Capitolo un po’ smorto, ma necessario. In qualche modo, dovevo pur introdurre il personaggio di Kaoru, e volevo anche approfondire il rapporto tra lei, Shin e Raiha. Shin forse è un po’ troppo sdolcinato? Ho tentato di rendere il tipico fratello protettivo, però non so quanto mi sia riuscito. Raiha qui è ancora un po’ superficialotta, ma perdoniamola, dai… in questa tripletta di capitoli pre-Evil ha tra i quattordici e i quindici anni, è più che giustificabile un po’ di leggerezza emotiva.

Okay, adesso potete pure cominciare ad offendermi per l’esasperante lentezza dei miei aggiornamenti, e ammetto che un bradipo con la moviola sarebbe di gran lunga più veloce di me. Avrei dovuto pubblicarlo per maggio-giugno, ma la mia vita sentimentale ha scelto proprio quel periodo per collassare e ho avuto un’orribile fase in cui continuavo ad aprire Word, a fissare il foglio bianco e a dire a me stessa “Embé, che vogliamo fare?” senza riuscire a cavare un ragno da un buco. Spero che i prossimi cap saranno più rapidi.

Un grazie speciale a tutti i commentatori, che hanno continuato a recensire o a mettere tra i preferiti la storia ^^ siete stati un fantastico supporto!

..:: Elos: buona idea, apporterò questa piccola modifica! Sono contenta che tu abbia gradito il capitolo. Mi spiace che non ci sia molta azione ^^”

..:: Garconne: Shin è forse il mio personaggio preferito, e nella storia futura avrà un ruolo fondamentale… o meglio, l’ha già avuto, ma fino a questo momento è stato, diciamo, “nascosto” xD

..:: sarunia: eheh,  grazie mille =) mi fa piacere che la storia ti piaccia!

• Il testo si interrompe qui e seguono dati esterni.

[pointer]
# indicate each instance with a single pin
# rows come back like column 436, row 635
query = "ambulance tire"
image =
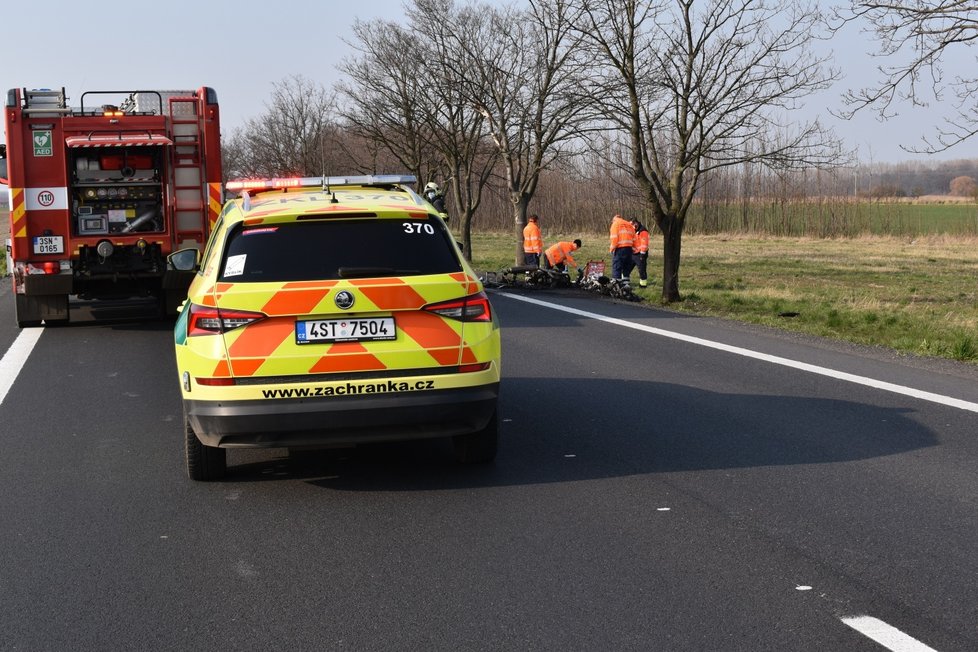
column 478, row 447
column 204, row 463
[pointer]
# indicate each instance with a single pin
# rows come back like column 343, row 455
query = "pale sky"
column 241, row 47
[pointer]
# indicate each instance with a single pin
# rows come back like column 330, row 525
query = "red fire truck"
column 102, row 193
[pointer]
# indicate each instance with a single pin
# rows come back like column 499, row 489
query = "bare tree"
column 693, row 86
column 404, row 93
column 522, row 71
column 291, row 137
column 385, row 98
column 914, row 37
column 454, row 125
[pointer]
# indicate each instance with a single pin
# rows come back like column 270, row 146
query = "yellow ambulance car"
column 329, row 312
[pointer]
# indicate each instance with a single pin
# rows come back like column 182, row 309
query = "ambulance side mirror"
column 185, row 260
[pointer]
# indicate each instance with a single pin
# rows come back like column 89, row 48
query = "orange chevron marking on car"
column 394, row 298
column 246, row 366
column 471, row 285
column 295, row 301
column 222, row 370
column 446, row 357
column 347, row 356
column 260, row 340
column 429, row 331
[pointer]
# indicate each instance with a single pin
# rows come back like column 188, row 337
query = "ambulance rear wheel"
column 478, row 447
column 204, row 463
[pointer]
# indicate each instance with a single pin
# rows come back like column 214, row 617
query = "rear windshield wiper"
column 365, row 272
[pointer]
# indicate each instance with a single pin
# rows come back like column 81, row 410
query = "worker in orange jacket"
column 532, row 242
column 640, row 252
column 558, row 256
column 622, row 241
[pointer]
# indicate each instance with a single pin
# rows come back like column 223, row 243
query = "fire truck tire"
column 478, row 447
column 204, row 463
column 31, row 310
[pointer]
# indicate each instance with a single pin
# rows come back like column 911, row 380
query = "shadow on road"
column 655, row 428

..:: Exodus: grazie boss, spero che tu abbia apprezzato anche questo =) per quanto riguarda l’ambientazione, ho preso spunto da “Memorie di una Geisha” (di Arthur Golden) e “Vento nero” (di Clive Cussler), più varie informazioni spillate da Internet frugando in un indefinibile numero di siti. Eh già, la presenza di mr. Kurosaki nel Gotei mi mette un po’ i bastoni tra le ruote, ma d’altro canto mi sono trovata a scegliere tra due imprecisioni temporali non conciliabili tra loro, e ho scelto il male minore.